Lottie had never been able to get used to this—the sheer wealth and privilege of the Revaldi family. It was so far removed from her own upbringing she had never felt comfortable with it; growing up in a suburban semi had hardly prepared her for this. Her life had been all Neighbourhood Watch and twitching curtains—her own mother having given them plenty to twitch about when she had arrived back from yet another little holiday with a suntanned gentleman and a giftwrapped memento of some exotic place she had no doubt viewed from the deck of a cruise ship.
It was different for Rafael, of course; he had been born into this lifestyle—it was a part of him, who he was. And along with the wealth and privilege came an enormous amount of commitment and hard work. Lottie had seen for herself the weight of responsibility that came with the title of Conte di Monterrato—a title that had passed to Rafael on the death of his father.

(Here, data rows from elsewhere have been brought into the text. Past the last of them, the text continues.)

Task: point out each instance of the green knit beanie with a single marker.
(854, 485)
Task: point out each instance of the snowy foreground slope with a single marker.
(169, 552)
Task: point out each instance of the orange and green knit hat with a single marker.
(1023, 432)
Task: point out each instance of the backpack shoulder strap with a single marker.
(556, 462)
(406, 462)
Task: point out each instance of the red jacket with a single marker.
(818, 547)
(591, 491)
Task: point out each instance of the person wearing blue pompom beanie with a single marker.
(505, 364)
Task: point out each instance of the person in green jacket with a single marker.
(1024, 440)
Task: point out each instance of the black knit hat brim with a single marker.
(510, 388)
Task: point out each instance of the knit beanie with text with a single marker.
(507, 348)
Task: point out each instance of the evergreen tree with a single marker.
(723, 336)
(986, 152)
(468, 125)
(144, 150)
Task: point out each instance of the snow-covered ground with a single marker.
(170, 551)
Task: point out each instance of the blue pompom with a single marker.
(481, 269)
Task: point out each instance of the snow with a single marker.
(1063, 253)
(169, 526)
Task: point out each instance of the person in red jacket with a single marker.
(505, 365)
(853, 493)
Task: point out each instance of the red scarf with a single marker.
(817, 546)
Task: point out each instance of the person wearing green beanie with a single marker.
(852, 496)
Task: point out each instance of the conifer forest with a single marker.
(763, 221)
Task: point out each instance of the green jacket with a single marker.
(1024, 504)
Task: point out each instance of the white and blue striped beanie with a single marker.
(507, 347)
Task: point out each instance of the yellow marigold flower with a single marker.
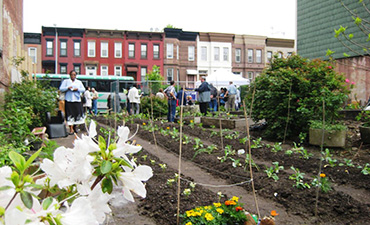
(219, 210)
(209, 217)
(236, 199)
(217, 204)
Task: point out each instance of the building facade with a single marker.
(316, 24)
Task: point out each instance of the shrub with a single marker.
(302, 85)
(159, 106)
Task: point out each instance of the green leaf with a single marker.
(18, 160)
(107, 185)
(46, 203)
(106, 167)
(26, 198)
(32, 158)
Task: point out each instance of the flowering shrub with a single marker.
(293, 89)
(79, 179)
(229, 212)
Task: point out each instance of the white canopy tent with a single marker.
(221, 78)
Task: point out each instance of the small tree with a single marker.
(292, 90)
(154, 79)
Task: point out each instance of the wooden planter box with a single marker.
(365, 134)
(333, 138)
(225, 123)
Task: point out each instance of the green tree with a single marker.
(293, 89)
(154, 79)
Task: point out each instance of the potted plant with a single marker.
(334, 134)
(364, 116)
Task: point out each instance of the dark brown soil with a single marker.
(347, 203)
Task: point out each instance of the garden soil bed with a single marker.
(347, 203)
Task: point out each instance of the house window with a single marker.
(104, 70)
(63, 48)
(217, 54)
(49, 48)
(250, 55)
(191, 53)
(238, 55)
(104, 49)
(203, 56)
(91, 49)
(169, 51)
(77, 68)
(143, 73)
(77, 48)
(118, 70)
(226, 54)
(269, 55)
(258, 56)
(143, 51)
(32, 53)
(63, 69)
(117, 50)
(156, 51)
(169, 75)
(131, 50)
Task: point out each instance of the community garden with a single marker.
(192, 172)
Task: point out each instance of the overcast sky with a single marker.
(273, 18)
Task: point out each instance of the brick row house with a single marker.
(182, 56)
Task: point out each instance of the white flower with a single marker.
(70, 166)
(80, 213)
(132, 181)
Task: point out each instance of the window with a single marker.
(258, 56)
(49, 48)
(104, 49)
(118, 50)
(77, 48)
(203, 53)
(217, 54)
(238, 54)
(63, 69)
(118, 70)
(250, 55)
(269, 55)
(226, 54)
(91, 49)
(143, 51)
(63, 48)
(169, 51)
(77, 68)
(156, 51)
(131, 50)
(250, 75)
(143, 73)
(191, 53)
(32, 53)
(169, 74)
(104, 70)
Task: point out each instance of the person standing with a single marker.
(213, 102)
(88, 103)
(73, 106)
(204, 96)
(95, 96)
(171, 99)
(231, 93)
(134, 98)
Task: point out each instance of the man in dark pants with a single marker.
(204, 96)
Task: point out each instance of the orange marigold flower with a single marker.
(274, 213)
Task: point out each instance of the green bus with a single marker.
(104, 85)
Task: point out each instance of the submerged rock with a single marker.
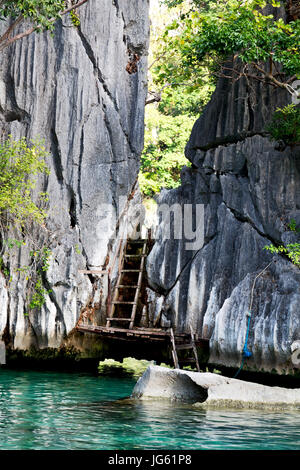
(211, 390)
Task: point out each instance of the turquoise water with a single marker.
(50, 410)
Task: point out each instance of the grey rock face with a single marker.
(75, 91)
(251, 191)
(208, 390)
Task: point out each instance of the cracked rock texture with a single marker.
(74, 91)
(251, 190)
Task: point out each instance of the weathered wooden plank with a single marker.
(92, 271)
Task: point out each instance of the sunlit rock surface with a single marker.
(211, 390)
(74, 91)
(250, 188)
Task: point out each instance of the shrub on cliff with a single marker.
(285, 125)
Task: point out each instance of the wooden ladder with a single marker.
(121, 285)
(180, 346)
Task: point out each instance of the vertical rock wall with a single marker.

Lottie had never met her father-in-law, Georgio Revaldi. He had died suddenly when she and Rafael were still living in Oxford, effectively ending their fairytale life there and then. Because that was what it had been, Lottie now realised. A Rafe and Lottie fairytale—a glorious, passionate, heady love affair that had been far too perfect to make it in the real world. It had been inevitable that the story would come to an end, that the book would eventually slam shut.